Upaya memperkuat otonomi daerah kembali menjadi fokus utama Dewan Perwakilan Daerah RI. Percepatan kemandirian daerah dapat dicapai melalui harmonisasi regulasi yang solid antara pemerintah pusat dan pemerintah daerah.
Wakil Ketua bidang Otonomi Daerah, Politik, dan Hukum mencatat, masih banyak peraturan daerah yang belum selaras dengan kebijakan nasional, sehingga menghambat pelayanan publik, investasi, dan arah pembangunan daerah.
Agenda harmonisasi ini bukan sekadar tugas administratif, melainkan fondasi yang menentukan bagaimana daerah dapat menjalankan otonominya secara efektif.
“Kami tidak di sini untuk mengawasi atau mengambil alih kewenangan daerah, tetapi memastikan kebijakan pusat dan daerah tidak berjalan sendiri-sendiri. Semuanya harus bertujuan satu: kepentingan publik,” tegas Wakil Ketua saat kunjungan kerja Badan Urusan Legislasi Daerah di Kantor Wilayah Kementerian Hukum dan HAM Jawa Barat, Jalan Jakarta, Kota Bandung.
Wakil Ketua menambahkan, kurangnya sinkronisasi pada beberapa Perda, khususnya di bidang pariwisata, tata ruang, dan pemerintahan desa, menunjukkan perlu adanya pembaruan signifikan dalam perumusan peraturan daerah. Beberapa regulasi bahkan dinilai sudah tidak relevan lagi dengan standar nasional, terutama yang terkait perlindungan HAM dan prinsip inklusivitas.
Sejak berdiri tahun 2019, badan tersebut telah menerbitkan 13 keputusan terkait pemantauan dan evaluasi Rancangan Peraturan Daerah dan Peraturan Daerah. Banyak rekomendasi kemudian ditindaklanjuti pemerintah daerah di seluruh Indonesia, mencakup isu dari pajak dan retribusi daerah, pengelolaan sampah, hingga perbaikan tata ruang. Puncaknya adalah kegiatan sosialisasi kebijakan tata ruang pada Juli 2025, yang mencatat respons tertinggi dari pemerintah daerah.
Seorang anggota dewan menyampaikan, berdasarkan pemantauan di 34 provinsi, hampir semua daerah menghadapi masalah serupa dalam merumuskan Perda.
Empat masalah mendasar teridentifikasi: disharmoni regulasi, sumber daya manusia terbatas, koordinasi antarlembaga lemah, dan kualitas naskah akademik yang rendah.

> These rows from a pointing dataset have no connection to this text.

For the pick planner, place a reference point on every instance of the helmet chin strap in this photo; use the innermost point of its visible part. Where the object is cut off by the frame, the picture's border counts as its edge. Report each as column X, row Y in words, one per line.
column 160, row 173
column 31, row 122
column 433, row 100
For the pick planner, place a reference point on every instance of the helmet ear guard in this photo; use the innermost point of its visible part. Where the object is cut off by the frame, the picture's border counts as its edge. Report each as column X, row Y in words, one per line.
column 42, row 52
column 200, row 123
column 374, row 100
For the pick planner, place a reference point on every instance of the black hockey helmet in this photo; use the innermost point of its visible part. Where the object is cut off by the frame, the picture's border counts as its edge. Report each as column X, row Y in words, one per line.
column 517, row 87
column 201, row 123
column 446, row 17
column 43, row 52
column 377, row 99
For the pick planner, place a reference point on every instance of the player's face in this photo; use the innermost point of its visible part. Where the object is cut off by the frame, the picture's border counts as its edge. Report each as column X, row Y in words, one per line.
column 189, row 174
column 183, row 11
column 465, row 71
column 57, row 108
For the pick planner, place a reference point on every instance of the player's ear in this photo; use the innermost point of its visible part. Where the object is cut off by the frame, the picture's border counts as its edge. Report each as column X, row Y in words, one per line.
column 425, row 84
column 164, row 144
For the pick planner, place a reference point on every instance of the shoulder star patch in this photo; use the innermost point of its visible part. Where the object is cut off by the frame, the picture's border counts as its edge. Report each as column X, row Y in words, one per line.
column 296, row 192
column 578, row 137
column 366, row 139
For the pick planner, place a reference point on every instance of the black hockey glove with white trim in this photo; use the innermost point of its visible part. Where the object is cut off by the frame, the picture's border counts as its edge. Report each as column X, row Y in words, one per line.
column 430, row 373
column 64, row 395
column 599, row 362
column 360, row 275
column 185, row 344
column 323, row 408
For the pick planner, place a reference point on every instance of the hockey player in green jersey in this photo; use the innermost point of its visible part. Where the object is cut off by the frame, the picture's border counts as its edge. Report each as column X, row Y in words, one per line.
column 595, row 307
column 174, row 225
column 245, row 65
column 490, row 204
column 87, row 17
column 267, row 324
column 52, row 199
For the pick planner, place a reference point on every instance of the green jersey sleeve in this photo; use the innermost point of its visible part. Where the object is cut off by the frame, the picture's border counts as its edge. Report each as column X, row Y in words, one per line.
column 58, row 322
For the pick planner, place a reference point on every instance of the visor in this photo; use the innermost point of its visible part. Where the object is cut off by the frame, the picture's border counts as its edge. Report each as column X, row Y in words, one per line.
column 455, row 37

“Ini bukan sekadar masalah administratif. Struktur, metodologi, dan kesiapan sumber daya manusia harus ditingkatkan. Karena Perda yang lemah akan berakibat pada implementasi yang lemah,” tegas anggota tersebut.
Anggota itu mengungkapkan, forum konsultasi seperti yang digelar di Bandung sangat penting untuk menggali lebih detail hambatan dalam perumusan Perda.
Anggota tersebut berharap diskusi ini dapat menghasilkan rekomendasi yang dapat ditindaklanjuti untuk kementerian terkait agar daerah mendapatkan ruang kewenangan yang lebih tepat, adaptif, dan kontekstual.
Sementara itu, Wakil Ketua menyoroti dua syarat utama bagi daerah untuk menghasilkan regulasi yang kuat. Pertama, daerah harus memiliki kewenangan yang memadai untuk mengatur kebutuhan lokal tanpa selalu menunggu regulasi pusat. Kedua, proses fasilitasi dan harmonisasi harus diperkuat oleh pemerintah pusat, khususnya melalui Kementerian Dalam Negeri dan Kementerian Hukum dan HAM, termasuk peningkatan kapasitas perancang produk hukum daerah.
Wakil Ketua menekankan, tanpa dukungan seperti itu, konsep otonomi daerah yang intinya bertujuan memperkuat daya saing daerah justru akan semakin jauh dari jangkauan.
“Hambatan normatif, prosedural, dan kelembagaan harus segera diatasi agar proses perumusan Perda tidak menjadi sekadar memenuhi formalitas hukum,” tegas Wakil Ketua.
Wakil Ketua menegaskan kembali bahwa sinergi adalah kunci pembangunan daerah yang berkelanjutan. Perda yang kuat, adaptif, dan selaras dengan perkembangan regulasi nasional diyakini dapat memperkuat pelayanan publik sekaligus membuka ruang investasi dan pembangunan daerah yang lebih luas.
“Desentralisasi asimetris harus terus didorong. Daerah harus diberi ruang tumbuh sesuai karakteristiknya, dan tugas kami mengawal regulasinya agar benar-benar bermanfaat bagi publik,” kata Wakil Ketua.